Strolling down Oxford Street amidst LFW madness I happened to notice French Connection’s new advertising campaign and for some reason I just can’t get it out of my head since. The big bearded fella is etched on my mind and I just can’t work out why.
Up until quite recently I was working part-time at French Connection – not my finest moments I might add, I’m no longer cut out for the world of retail; too many rules and checklists ‘Hi, can I help you?’ ‘Are you ok there?’ ‘Are you shopping for a special occasion?’ No wonder people buy online these days, the computor doesn’t interrogate you as you browse.
I remember French Connection in the 90’s with their cocky advertising campaign and their abbreviation logo of such passable irreverence. It heightened a new sense of brand awareness that has since worn thinner than any hoodie ever could. ‘Fancy a FCUK’, ‘I don’t give a FCUK’ it was emblazoned all over peoples chests – it completely nailed the attitude of an era, but it sure was tacky in retrospect.

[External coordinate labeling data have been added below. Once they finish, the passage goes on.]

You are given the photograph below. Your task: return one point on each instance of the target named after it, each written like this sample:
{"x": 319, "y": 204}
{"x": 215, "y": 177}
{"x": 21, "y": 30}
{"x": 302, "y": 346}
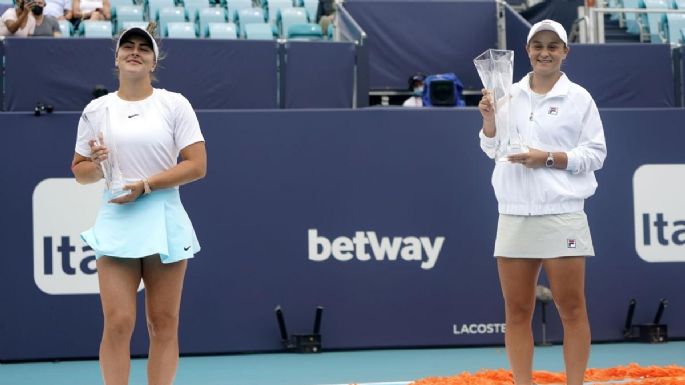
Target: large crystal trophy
{"x": 496, "y": 70}
{"x": 98, "y": 123}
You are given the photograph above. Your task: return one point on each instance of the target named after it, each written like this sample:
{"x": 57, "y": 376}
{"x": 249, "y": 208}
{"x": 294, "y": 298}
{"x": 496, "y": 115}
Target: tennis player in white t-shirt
{"x": 146, "y": 234}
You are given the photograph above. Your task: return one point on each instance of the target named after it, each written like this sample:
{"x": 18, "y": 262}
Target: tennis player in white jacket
{"x": 540, "y": 194}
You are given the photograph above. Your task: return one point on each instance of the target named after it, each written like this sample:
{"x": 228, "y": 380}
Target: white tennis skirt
{"x": 543, "y": 236}
{"x": 153, "y": 224}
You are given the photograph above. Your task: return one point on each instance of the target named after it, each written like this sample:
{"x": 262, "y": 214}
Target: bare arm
{"x": 76, "y": 9}
{"x": 106, "y": 10}
{"x": 192, "y": 167}
{"x": 88, "y": 170}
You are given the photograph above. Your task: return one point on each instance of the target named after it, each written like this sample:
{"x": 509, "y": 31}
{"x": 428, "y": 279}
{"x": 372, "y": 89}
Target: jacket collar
{"x": 561, "y": 87}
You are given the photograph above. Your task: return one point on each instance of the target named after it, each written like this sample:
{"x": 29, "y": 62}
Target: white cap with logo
{"x": 548, "y": 25}
{"x": 139, "y": 32}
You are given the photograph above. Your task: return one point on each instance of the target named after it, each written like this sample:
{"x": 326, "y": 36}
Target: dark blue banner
{"x": 386, "y": 218}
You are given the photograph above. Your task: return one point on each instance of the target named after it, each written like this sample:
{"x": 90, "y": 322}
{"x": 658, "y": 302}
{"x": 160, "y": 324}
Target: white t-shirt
{"x": 11, "y": 15}
{"x": 148, "y": 135}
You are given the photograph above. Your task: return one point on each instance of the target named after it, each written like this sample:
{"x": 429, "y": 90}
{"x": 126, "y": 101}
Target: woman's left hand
{"x": 534, "y": 158}
{"x": 136, "y": 189}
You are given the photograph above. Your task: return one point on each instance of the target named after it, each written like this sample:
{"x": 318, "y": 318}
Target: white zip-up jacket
{"x": 565, "y": 120}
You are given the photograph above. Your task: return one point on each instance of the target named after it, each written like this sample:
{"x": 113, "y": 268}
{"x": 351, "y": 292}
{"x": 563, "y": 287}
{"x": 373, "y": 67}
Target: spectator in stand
{"x": 325, "y": 14}
{"x": 45, "y": 25}
{"x": 91, "y": 10}
{"x": 59, "y": 9}
{"x": 18, "y": 21}
{"x": 416, "y": 87}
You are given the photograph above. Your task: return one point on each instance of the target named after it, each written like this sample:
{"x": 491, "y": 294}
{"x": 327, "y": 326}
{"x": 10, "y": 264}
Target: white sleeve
{"x": 83, "y": 135}
{"x": 488, "y": 145}
{"x": 186, "y": 126}
{"x": 591, "y": 150}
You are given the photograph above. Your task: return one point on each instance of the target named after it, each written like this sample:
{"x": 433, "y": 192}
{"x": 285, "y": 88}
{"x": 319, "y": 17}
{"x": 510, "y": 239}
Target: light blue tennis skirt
{"x": 155, "y": 223}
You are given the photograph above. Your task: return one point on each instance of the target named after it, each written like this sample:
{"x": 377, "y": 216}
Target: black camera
{"x": 42, "y": 108}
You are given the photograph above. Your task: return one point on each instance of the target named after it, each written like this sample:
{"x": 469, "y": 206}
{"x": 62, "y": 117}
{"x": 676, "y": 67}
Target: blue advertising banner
{"x": 385, "y": 217}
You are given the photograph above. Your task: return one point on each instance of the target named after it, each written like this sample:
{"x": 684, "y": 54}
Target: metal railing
{"x": 594, "y": 19}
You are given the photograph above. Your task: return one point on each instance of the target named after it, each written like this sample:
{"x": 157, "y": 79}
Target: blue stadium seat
{"x": 129, "y": 13}
{"x": 210, "y": 15}
{"x": 97, "y": 28}
{"x": 631, "y": 18}
{"x": 653, "y": 20}
{"x": 672, "y": 24}
{"x": 308, "y": 31}
{"x": 170, "y": 14}
{"x": 248, "y": 16}
{"x": 234, "y": 6}
{"x": 273, "y": 6}
{"x": 311, "y": 7}
{"x": 117, "y": 3}
{"x": 180, "y": 30}
{"x": 193, "y": 8}
{"x": 131, "y": 24}
{"x": 222, "y": 31}
{"x": 257, "y": 31}
{"x": 153, "y": 7}
{"x": 66, "y": 28}
{"x": 289, "y": 16}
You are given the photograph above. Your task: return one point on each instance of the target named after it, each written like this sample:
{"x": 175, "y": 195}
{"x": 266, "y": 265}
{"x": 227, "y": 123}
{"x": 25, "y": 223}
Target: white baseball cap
{"x": 548, "y": 25}
{"x": 137, "y": 31}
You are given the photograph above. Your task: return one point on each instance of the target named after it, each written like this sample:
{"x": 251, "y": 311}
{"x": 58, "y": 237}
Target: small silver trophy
{"x": 496, "y": 70}
{"x": 98, "y": 123}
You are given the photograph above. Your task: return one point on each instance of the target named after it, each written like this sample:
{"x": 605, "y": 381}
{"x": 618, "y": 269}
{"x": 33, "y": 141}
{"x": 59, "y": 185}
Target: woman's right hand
{"x": 98, "y": 153}
{"x": 486, "y": 106}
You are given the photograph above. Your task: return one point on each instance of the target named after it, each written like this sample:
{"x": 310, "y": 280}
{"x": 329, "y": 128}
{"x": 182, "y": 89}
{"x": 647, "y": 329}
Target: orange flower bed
{"x": 631, "y": 374}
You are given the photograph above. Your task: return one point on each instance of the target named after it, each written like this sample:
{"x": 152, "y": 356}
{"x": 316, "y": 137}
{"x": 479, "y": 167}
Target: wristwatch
{"x": 550, "y": 160}
{"x": 146, "y": 186}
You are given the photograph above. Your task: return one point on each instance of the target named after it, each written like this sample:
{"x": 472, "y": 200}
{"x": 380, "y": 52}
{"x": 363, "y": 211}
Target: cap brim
{"x": 137, "y": 31}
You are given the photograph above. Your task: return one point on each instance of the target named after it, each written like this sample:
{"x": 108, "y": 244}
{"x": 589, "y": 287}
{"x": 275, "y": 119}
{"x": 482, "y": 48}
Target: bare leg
{"x": 567, "y": 281}
{"x": 119, "y": 279}
{"x": 163, "y": 287}
{"x": 518, "y": 278}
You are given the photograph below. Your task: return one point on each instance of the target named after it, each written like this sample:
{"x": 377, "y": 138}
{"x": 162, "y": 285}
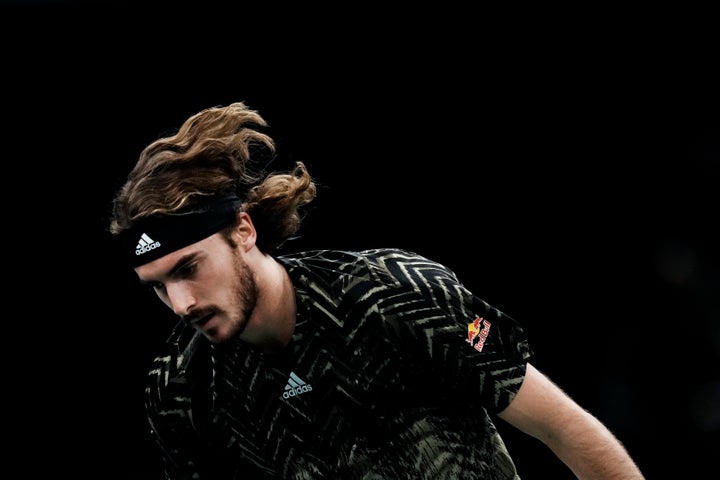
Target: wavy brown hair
{"x": 218, "y": 151}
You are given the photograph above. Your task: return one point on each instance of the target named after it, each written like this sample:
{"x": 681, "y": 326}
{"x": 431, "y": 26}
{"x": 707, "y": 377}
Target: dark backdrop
{"x": 566, "y": 170}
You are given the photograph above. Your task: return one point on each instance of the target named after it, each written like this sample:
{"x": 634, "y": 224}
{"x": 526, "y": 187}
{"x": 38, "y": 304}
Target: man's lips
{"x": 200, "y": 322}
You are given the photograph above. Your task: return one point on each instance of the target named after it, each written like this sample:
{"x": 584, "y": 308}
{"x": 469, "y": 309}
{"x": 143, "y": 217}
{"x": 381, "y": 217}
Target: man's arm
{"x": 541, "y": 409}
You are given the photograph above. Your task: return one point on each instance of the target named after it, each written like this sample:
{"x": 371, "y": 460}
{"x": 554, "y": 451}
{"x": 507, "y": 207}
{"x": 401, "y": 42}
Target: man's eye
{"x": 154, "y": 287}
{"x": 187, "y": 270}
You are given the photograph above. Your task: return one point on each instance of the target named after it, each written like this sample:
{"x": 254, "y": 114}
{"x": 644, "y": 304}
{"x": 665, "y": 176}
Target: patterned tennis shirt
{"x": 393, "y": 373}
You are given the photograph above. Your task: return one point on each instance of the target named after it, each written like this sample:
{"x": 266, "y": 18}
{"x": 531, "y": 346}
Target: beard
{"x": 244, "y": 293}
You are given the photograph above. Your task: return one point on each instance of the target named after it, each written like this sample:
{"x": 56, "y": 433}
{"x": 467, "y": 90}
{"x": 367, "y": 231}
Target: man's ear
{"x": 245, "y": 231}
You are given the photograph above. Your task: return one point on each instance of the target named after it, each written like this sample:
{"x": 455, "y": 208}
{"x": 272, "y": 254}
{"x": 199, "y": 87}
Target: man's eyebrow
{"x": 182, "y": 261}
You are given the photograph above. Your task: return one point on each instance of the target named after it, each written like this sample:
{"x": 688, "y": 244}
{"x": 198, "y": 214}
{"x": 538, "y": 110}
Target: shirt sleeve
{"x": 473, "y": 351}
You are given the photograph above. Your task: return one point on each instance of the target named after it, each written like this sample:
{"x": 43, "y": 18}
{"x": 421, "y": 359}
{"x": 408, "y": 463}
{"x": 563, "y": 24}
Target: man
{"x": 376, "y": 364}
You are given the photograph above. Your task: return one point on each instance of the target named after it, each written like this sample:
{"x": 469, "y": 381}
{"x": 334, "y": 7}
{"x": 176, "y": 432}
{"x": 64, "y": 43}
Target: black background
{"x": 564, "y": 164}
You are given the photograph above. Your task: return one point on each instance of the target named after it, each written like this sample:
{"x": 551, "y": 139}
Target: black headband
{"x": 154, "y": 237}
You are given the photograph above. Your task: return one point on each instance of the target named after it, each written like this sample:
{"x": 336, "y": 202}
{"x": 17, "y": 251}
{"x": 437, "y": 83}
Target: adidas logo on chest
{"x": 295, "y": 387}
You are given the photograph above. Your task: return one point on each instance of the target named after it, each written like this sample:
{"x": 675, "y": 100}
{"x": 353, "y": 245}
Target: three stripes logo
{"x": 145, "y": 244}
{"x": 295, "y": 387}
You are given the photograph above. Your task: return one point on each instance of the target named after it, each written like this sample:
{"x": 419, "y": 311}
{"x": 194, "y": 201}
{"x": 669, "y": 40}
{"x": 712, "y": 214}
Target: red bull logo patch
{"x": 477, "y": 333}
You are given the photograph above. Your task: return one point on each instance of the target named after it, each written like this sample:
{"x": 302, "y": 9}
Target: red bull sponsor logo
{"x": 477, "y": 333}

French Connection rode on the smutty train for a while, the "accidental misspelling" was an enormous controversial success for several years. Menswear was huge, boys wearing their chat-up lines on their tees, but in 2004 the truth finally caught up with the company and their sales began to slow significantly, encouraging the company to finally drop the FCUK slogan from its advertising.
Thank FCUK for that.
The new campaign, directed by Richard Flintham and shot by the photography collective Blinkk is a 60-second collection of black and white TV ads highlighting the characteristics of men and women and are supported by a series of 20-second online films as well as print and outdoor campaign. In other words, just like the FCUK campaign it’s going to be hard to ignore.
The ads are simple, to the point, elegant, mature and confident. Smart but with a nice touch of humour. Stylish but un-pretentious. The brand have returned to the same advertising agency that created the tacky FCUK slogan and rumour has it they didn’t even need to pitch for it.
They are not perfect by any means, my flatmate actually hates the new campaign she thinks they look like they’ve been "created by middle-aged over-paid corporate suits with no sense of the French Connection brand, integrity or their customer" But she has been drinking since 6pm and is a little feisty at this moment in time. But in the realm of fashion they work as a half parody half supportive piece. In store the idea looks good and from a personal view they made me think positively about the brand for the first time in a decade. Plus the guy in the bunny ears is totally hot and well, that works for me.